Araba

La peregrina

Una pequeña calle residencial rinde homenaje, en el Alto del Prado, a la escritora y dramaturga Gertrudis Gómez de Avellaneda, figura clave del Romanticismo
Episodio de Edurne Baz sobre Gertrudis Gómez de Avellaneda

Gertrudis Gómez de Avellaneda no fue consciente, mientras la escribía, de que su correspondencia privada acabaría convertida en la más reveladora de las autobiografías. Aquellas líneas, íntimas y apasionadas, no fueron concebidas para ver la luz pública. Llegó incluso a solicitar que fueran quemadas tras su lectura. Pero a su muerte, y para su presumible horror, fueron divulgadas por la despechada viuda de su destinatario, Ignacio de Cepeda.

Los lances amorosos de complejo desarrollo y trágico final convirtieron la vida y obra de Avellaneda en fiel encarnación de los valores del Romanticismo decimonónico. La dolorosa conciencia del Yo. La exaltación de lo idiosincrático. La pulsión creativa. El insidioso azote de una indefinida nostalgia. O el anhelo de una libertad a la que jamás renunció, aunque con ello renunciara también a su condición de heredera en el seno de una burguesa y furibunda familia.

Siendo solo una adolescente, se negó a contraer matrimonio con el hombre, muy mayor y aún más rico, que habían elegido para ella. Se mantuvo firme en su postura cuando, años después, fue de nuevo puesta en idéntica tesitura. Nunca estuvo entre los planes de Gertrudis sucumbir al que parecía el único destino aceptable de sus coetáneas en general, y de las mujeres de su condición en particular. La llamada de las letras era para ella ensordecedora, del mismo modo que su potente voz, inicialmente escondida tras el seudónimo de La Peregrina, acabó resonando en los círculos literarios de Sevilla, Madrid o su Cuba natal.

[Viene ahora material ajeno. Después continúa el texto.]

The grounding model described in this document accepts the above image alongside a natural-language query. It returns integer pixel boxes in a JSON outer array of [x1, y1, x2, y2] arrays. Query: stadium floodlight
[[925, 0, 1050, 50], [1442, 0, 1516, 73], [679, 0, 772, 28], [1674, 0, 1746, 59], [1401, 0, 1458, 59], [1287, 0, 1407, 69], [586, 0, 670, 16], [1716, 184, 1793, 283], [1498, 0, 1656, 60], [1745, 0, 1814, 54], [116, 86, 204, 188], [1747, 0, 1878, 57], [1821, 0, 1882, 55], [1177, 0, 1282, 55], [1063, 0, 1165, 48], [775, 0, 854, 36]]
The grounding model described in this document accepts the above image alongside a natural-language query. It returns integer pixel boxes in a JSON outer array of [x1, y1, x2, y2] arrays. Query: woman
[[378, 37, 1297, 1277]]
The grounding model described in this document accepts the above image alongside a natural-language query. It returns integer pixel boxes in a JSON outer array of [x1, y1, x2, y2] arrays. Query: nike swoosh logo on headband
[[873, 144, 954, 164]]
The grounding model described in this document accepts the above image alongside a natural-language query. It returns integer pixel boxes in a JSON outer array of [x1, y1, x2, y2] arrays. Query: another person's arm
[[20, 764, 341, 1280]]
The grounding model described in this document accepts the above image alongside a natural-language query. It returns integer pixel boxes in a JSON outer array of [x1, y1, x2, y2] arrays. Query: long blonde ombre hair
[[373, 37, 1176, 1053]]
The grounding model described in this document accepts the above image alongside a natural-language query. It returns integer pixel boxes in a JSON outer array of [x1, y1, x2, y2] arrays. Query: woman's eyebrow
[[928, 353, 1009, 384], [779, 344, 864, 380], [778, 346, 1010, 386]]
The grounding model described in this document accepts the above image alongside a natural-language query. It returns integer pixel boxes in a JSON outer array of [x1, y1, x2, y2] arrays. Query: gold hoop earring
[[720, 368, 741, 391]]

El talento, la arrolladora personalidad y la belleza de Avellaneda despertaban el interés de un gran número de hombres dueños, como demostraban después, de una masculinidad demasiado frágil para aceptar la singularidad de tamaña mujer. El aludido Ignacio de Cepeda osó prohibirle que utilizara en su obra “el lenguaje del corazón” o “las expresiones que conmuevan demasiado”. Para qué voy a intentar retratar a este señor(o) cuando ya lo hizo de forma mucho más atinada Ramón Gómez de la Serna, describiéndolo como un “hombre de mecedora y sonrisa, que se va a dejar querer pero que no tiene la heroicidad para atreverse a llevar en vilo por la vida a tan encantadora mujer”.

En mezquindad compitió con Cepeda el poeta Gabriel García Tassara, quien, satisfecho su ego tras conquistar y dejar embarazada a la mujer más pretendida del momento, la abandonó a su suerte. Ni informado de la prematura muerte del bebé tuvo la decencia de ofrecer consuelo a la destrozada madre; quien, para colmo y sorpresa de nadie, fue duramente juzgada en su hipócrita y machista círculo social.

La felicidad que halló en su primer matrimonio se vio truncada por la precipitada muerte de su esposo, Pedro Sabater; como precoz fue también el fallecimiento de su segundo marido, Domingo Verdugo. Pero hubo otro gran desengaño en la vida de quien fuera conocida entre sus allegados como Tula. Una decepción distinta a las anteriores, pero igualmente amarga: el rechazo de la Real Academia Española. Siempre pionera, fue la primera mujer en presentar su candidatura a ocupar un merecido sillón. Resultaban inapelables los méritos de la aplaudida poetisa; de la fecunda dramaturga que alumbró obras como Baltasar; o de la prolífica narradora que firmó Sab, considerada la primera novela antiesclavista, o Dos mujeres, precursora del feminismo moderno. Pero su condición de mujer operó como un insalvable demérito. Acertó Emilia Pardo Bazán, víctima del mismo despropósito unos años después, al calificarlo de “espectáculo de la injusticia y la pequeñez”.

A su muerte en 1873, con 58 años, Gertrudis Gómez de Avellaneda donó a la ingrata RAE la propiedad de todas sus obras literarias. Y no consigo determinar si se trata de un acto de sorprendente generosidad o de un último y provocador movimiento de la indómita Tula.